Qu'est-ce qui a motivé cette campagne du ministère de la Jeunesse et des Sports ?
La réponse est claire : les jeunes et les jeunes adultes souvent avec des enfants constituent actuellement le principal bataillon, la cible principale des sectes. La protection des mineurs et des jeunes étant du ressort du ministère de la Jeunesse et des Sports, il me revenait de me saisir de ce dossier. Mon ambition au sein de ce ministère est de permettre à chaque jeune de pouvoir trouver sa place au sein de la société, de pouvoir y jouer un rôle actif. Face à cet objectif, le développement des sectes constitue à l'évidence un obstacle de taille : il est un facteur de désintégration de la société car les sectes coupent leurs adeptes du reste du monde, alors que notre objectif est d'aller vers l'intégration, vers la socialisation. Et ce qui constitue un réel danger pour notre société représente souvent, vous le savez, un nombre incalculable de drames personnels et familiaux pour ceux qui sont concernés.
A combien évalue-t-on le nombre de sectes en France ? Et le nombre de personnes touchées ?
L'actualité de ces dernières années a mis en lumière, à l'étranger comme en France, un certain nombre de tragédies : de la secte des Davidsoniens à Waco au mouvement Aoum au Japon, pour finir par l'Ordre du Temple Solaire en Suisse et en France. Mais ces événements tragiques ne sont que la partie éclairée d'une réalité bien plus étendue mais souterraine. Les informations se précisent, bien qu'un culte du secret entoure souvent ces structures. Le remarquable rapport parlementaire réalisé par la commission d'enquêtes sur les sectes, sous la conduite d'Alain Gest et Jacques Guyard, qui a largement inspiré ma démarche, recense en France près de 200 «organisations-mères» auxquelles il faut ajouter environ 800 «filiales». Au total, les estimations faites par les différents observateurs concerneraient un chiffre pouvant aller jusqu'à 300000 per-sonnes touchées par ce phénomène ; parmi lesquelles, malheureusement beaucoup de jeunes.
Quels sont les principaux risques liés aux mouvements sectaires ? Les jeunes y sont-ils particulièrement exposés
Je distinguerai plusieurs risques principaux : pour la santé, pour les enfants, pour la démocratie et la société. Certains groupes préconisent des régimes tellement dangereux qu'ils peuvent entraîner la mort par carence.
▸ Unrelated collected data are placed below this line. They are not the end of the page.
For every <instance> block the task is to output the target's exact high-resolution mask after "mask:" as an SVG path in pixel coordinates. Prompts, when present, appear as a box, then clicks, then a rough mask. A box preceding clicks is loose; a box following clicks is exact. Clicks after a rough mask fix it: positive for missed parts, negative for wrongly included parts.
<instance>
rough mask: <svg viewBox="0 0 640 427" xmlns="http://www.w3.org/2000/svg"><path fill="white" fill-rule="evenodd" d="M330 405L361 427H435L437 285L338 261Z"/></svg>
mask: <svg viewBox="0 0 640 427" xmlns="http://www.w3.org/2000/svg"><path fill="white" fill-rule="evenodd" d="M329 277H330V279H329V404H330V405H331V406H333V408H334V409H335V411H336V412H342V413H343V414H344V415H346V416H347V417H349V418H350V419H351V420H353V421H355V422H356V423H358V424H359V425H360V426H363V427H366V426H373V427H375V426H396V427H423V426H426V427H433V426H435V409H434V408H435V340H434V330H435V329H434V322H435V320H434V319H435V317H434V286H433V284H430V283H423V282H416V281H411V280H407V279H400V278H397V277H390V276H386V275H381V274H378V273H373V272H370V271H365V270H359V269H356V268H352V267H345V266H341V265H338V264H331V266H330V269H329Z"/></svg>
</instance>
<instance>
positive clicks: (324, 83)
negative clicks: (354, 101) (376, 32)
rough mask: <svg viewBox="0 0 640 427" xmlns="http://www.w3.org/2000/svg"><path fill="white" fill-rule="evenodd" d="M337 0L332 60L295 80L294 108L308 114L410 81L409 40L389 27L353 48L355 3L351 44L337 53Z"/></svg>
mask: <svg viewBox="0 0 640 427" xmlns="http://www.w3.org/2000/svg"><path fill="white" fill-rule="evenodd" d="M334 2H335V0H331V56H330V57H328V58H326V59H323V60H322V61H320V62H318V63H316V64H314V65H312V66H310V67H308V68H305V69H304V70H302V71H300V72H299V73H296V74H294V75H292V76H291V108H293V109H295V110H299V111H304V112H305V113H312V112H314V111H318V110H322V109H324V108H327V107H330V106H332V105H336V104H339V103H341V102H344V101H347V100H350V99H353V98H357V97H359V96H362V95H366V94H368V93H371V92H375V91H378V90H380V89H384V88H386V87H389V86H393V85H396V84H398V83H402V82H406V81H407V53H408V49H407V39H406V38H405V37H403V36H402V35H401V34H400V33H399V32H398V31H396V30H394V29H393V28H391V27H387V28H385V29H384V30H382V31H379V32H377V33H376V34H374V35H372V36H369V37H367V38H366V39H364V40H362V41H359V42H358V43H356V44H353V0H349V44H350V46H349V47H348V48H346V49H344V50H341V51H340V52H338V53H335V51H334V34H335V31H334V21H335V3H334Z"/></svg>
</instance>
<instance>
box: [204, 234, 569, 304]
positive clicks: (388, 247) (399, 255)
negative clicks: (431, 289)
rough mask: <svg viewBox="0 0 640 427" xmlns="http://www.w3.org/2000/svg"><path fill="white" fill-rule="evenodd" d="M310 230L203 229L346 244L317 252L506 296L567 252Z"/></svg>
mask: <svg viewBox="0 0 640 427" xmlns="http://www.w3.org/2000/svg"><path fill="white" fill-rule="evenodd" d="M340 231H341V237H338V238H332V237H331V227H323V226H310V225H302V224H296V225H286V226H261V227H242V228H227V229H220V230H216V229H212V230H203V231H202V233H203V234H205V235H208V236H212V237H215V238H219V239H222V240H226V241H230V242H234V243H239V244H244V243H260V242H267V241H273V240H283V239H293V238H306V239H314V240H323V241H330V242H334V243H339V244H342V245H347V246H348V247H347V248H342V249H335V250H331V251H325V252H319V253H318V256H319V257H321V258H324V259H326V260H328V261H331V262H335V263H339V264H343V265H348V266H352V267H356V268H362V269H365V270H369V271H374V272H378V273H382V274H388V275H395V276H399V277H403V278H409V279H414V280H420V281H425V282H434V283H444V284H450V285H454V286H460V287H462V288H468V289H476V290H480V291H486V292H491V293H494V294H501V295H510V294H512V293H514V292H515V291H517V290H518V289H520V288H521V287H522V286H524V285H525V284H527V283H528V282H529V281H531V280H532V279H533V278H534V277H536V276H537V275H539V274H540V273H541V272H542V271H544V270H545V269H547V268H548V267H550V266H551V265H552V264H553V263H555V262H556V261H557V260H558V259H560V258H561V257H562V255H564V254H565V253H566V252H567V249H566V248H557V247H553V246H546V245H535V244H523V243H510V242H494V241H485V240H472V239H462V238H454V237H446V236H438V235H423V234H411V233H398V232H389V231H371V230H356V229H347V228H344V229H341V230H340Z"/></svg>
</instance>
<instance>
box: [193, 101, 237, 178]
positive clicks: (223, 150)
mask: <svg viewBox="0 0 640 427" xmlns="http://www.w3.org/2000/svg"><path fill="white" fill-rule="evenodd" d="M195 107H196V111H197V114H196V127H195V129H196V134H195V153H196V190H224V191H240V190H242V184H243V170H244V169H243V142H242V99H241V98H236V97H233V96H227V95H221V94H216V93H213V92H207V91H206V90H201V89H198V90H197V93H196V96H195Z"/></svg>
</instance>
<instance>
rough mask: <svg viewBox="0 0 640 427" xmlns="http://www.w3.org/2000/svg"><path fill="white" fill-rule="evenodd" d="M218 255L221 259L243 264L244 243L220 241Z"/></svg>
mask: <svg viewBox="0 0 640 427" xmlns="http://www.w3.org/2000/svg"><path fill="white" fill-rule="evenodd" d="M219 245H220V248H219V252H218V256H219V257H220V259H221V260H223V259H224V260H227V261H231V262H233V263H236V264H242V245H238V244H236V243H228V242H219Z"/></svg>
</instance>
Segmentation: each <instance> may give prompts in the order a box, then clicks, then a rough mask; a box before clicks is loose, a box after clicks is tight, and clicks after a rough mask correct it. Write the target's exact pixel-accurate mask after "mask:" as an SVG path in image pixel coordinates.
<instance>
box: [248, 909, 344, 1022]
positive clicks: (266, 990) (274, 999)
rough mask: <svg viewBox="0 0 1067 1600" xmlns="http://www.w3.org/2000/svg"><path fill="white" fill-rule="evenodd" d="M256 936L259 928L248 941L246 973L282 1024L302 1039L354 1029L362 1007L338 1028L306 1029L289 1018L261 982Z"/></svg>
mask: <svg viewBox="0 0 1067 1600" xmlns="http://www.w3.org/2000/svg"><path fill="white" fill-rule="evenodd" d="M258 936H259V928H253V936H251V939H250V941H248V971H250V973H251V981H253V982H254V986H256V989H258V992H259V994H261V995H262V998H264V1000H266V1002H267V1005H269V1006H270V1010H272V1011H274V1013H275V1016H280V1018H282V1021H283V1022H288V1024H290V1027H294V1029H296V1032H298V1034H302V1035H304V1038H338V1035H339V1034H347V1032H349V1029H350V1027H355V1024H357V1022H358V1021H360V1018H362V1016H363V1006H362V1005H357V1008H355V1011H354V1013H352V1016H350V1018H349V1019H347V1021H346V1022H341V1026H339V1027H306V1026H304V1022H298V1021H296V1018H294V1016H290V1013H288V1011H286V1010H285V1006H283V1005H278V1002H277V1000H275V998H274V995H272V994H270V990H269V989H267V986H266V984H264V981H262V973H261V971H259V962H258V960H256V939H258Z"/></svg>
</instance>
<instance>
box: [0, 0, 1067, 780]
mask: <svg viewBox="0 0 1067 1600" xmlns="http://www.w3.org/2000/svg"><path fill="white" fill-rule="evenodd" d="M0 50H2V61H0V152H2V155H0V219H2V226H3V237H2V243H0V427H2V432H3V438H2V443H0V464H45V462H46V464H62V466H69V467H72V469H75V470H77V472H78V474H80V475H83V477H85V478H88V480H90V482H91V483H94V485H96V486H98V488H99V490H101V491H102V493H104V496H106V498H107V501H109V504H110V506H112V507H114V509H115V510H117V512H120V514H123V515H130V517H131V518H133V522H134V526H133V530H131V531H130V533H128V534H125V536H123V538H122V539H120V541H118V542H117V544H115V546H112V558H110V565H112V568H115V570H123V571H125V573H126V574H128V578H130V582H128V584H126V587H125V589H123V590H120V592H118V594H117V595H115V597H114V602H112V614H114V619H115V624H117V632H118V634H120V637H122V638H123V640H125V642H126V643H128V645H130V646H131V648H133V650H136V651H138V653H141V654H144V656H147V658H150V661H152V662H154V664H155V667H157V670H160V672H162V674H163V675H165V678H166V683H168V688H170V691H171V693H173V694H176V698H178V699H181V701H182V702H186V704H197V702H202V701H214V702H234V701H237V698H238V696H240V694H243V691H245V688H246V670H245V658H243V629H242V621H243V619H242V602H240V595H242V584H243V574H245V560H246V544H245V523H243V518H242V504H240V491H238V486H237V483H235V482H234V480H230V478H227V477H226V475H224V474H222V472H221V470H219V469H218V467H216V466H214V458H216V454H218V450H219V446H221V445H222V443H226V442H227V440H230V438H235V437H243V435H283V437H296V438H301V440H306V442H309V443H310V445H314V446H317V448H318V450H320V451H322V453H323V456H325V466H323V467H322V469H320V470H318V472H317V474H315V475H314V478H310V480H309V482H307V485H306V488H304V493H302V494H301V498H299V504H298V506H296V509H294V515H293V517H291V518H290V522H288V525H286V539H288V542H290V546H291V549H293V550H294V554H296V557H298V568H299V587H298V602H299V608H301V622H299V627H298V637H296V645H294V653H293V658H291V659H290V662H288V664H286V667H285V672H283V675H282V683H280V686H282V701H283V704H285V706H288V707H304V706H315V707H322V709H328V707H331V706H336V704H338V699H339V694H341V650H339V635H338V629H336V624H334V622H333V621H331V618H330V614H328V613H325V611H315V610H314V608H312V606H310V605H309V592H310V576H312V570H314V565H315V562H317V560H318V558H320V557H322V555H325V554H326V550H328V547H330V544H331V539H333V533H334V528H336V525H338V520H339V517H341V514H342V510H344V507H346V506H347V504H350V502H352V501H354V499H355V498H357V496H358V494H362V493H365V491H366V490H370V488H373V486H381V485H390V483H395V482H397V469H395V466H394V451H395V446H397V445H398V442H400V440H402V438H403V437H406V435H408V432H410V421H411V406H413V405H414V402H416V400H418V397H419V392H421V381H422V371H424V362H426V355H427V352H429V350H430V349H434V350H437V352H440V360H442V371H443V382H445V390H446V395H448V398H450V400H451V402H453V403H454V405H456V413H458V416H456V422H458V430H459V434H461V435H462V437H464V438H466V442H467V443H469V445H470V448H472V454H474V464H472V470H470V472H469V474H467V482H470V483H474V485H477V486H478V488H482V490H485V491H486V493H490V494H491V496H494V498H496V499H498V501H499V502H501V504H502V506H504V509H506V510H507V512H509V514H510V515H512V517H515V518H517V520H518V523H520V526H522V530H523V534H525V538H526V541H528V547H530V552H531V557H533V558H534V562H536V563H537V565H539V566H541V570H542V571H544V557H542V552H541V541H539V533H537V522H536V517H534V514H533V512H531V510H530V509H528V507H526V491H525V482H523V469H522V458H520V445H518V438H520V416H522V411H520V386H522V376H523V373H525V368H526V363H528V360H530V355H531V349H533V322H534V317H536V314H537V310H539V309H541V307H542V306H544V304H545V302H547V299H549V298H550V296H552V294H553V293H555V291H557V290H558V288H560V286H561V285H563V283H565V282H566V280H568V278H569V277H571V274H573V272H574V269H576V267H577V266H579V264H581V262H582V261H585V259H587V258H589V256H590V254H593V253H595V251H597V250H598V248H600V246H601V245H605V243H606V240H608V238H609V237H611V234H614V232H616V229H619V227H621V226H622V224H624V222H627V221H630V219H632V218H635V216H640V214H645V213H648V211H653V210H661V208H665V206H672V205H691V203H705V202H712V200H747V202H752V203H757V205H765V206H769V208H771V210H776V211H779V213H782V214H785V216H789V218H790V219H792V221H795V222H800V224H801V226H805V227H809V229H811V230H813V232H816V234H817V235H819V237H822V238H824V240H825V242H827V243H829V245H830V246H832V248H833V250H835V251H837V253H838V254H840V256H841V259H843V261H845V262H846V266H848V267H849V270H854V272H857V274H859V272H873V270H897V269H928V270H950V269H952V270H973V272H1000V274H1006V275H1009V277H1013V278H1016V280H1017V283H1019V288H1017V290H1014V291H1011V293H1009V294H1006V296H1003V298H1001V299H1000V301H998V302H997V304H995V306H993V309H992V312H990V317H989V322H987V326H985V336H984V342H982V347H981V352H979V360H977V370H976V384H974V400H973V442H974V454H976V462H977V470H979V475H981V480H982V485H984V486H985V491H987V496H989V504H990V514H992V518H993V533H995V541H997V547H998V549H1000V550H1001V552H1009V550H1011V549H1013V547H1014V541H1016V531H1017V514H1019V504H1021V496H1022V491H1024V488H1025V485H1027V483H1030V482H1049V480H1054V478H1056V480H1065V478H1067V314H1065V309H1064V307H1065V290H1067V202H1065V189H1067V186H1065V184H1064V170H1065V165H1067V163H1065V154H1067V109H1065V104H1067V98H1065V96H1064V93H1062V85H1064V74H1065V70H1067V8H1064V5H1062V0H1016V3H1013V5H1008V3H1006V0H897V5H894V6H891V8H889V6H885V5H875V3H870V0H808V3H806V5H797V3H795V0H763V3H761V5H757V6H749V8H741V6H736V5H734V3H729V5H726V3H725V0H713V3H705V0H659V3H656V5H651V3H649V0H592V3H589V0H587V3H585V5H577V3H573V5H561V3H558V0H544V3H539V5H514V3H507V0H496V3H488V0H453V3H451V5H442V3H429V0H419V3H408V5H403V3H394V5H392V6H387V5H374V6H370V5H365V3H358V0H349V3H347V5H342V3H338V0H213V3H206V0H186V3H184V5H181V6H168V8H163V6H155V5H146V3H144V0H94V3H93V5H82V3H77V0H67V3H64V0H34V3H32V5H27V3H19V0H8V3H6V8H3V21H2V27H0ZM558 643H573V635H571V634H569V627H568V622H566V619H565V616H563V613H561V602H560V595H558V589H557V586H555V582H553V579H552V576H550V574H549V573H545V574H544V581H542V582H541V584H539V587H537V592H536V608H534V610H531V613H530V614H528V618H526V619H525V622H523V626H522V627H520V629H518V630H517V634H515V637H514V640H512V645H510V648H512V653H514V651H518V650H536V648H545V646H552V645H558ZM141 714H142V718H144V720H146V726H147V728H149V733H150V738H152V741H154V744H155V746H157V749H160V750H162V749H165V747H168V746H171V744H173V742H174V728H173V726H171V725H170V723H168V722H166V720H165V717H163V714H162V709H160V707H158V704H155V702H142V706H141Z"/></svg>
D'autres groupes prétendent soigner et guérir, même les maladies graves, et contestent, voire interdisent, le recours à la médecine ce qui peut s'assimiler à l'assassinat. A un degré moindre, les adeptes peuvent aussi être amenés à compromettre leur santé par épuisement, exposition à des conditions extrêmes, régime de privations, manque de sommeil, etc. Enfin, il y a de graves dangers psychologiques. D'autre part, il est arrivé que dans certains groupes, des enfants soient brutalisés, soumis au dressage, ou subissent des abus sexuels, ou encore qu'on leur refuse certains soins. Ceci n'est pas général, mais ce qui l'est plus, c'est une conception de l'éducation centrée sur le bénéfice du groupe et ignorant le droit des individus. L'éducation dans le groupe sectaire exclut certaines informations qui permettraient à l'enfant d'avoir accès à la diversité du monde et donc de faire son choix. Elle fabrique des petits robots qui deviendront des serviteurs obéissants. Enfin, quelques rares groupes comme la secte Aoum au Japon ont eu recours au terrorisme, mais dans la plupart des cas, la recherche du pouvoir est plus insidieuse : d'abord par le nombre d'adeptes «convertis», le recrutement étant le premier impératif d'un groupe sectaire. Ensuite, par la qualité du recrutement. Si on arrive à embrigader un haut responsable, celui-ci négligera ses devoirs et sa conscience pour ne plus obéir qu'aux ordres du groupe, et de façon clandestine. S'il est responsable politique, enseignant, médecin ou magistrat, cela peut être très grave. Le groupe sectaire se sert de ces personnes d'influence pour se développer.